As you can see from the above code, reduce can simplify and oftentimes compress code into single line that would otherwise be much longer. With that said, overusing this function just for sake of shortening code, making "clever" or making it more functional is usually a bad idea as it gets ugly and unreadable really quickly, so in my opinion - use it sparingly.

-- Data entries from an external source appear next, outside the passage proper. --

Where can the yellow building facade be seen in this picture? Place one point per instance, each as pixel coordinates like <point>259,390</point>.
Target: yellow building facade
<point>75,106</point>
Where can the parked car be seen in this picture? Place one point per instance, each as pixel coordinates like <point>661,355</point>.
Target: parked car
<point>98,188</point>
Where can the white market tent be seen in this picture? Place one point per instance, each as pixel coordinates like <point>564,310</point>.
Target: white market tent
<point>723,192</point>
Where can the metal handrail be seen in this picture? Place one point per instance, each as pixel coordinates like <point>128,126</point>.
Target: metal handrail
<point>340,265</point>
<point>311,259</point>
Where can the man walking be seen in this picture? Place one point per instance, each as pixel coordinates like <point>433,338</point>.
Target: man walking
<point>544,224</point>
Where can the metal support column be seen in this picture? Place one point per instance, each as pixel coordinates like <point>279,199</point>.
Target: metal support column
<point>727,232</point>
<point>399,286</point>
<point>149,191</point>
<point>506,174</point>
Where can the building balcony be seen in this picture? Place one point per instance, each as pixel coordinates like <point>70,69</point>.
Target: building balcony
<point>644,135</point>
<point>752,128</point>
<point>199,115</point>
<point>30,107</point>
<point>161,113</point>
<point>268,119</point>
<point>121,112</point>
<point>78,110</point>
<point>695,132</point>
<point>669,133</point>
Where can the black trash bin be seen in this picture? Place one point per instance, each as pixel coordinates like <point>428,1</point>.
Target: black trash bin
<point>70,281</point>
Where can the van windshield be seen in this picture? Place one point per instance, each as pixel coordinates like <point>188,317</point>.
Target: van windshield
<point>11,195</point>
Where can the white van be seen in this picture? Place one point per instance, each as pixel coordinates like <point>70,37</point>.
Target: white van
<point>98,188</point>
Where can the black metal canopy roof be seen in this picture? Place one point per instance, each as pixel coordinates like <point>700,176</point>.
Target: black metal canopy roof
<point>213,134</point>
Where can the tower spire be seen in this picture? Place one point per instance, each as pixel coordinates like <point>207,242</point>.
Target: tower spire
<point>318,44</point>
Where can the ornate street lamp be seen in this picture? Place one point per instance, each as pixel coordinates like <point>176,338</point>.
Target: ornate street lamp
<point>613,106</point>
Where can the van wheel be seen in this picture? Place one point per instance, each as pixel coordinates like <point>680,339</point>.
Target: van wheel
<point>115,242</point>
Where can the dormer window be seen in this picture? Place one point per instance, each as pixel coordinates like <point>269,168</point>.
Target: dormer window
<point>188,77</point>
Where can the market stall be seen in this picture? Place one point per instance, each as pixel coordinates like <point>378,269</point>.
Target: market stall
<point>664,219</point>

Also considering that usage of reduce generally produces one-liners it's ideal candidate for partial:

product = partial(reduce, operator.mul)

print(product([1, 2, 3]))
# 6

And finally if you need not only the final reduced result, but also intermediate ones, then you can use accumulate instead - function from another great module itertools. This is how you can use it to compute running maximum:

from itertools import accumulate

data = [3, 4, 1, 3, 5, 6, 9, 0, 1]

print(list(accumulate(data, max)))
# [3, 4, 4, 4, 5, 6, 9, 9, 9]

Closing Thoughts

As you could see here, functools features a lot of useful functions and decorators that can make you life easier, but this module is really just a tip of an iceberg. As I mentioned in the beginning Python standard library includes many modules that can help you build better code, so besides functools which we explored here, you might also want to checkout other modules such as operator or itertools (I wrote article about this one too, you can check it out here) or just go straight to Python module index and click on whatever catches your attention and I'm sure you will find something useful in there.

Top comments (3)

Alex Martelli • Jun 30 '21

To decorate a method with cached_property, the method must be callable without arguments (just like it must be in order to decorate it with built-in property), so the example of cached_property given in the article is wrong.

The sum function the article builds with reduce is tricky, since it does NOT return the sum of the items (like the built-in sum would), but rather one more than that (as can be seen in the very example the article gives), making the function's name extremely misleading -- I recommend removing that 1 initializer!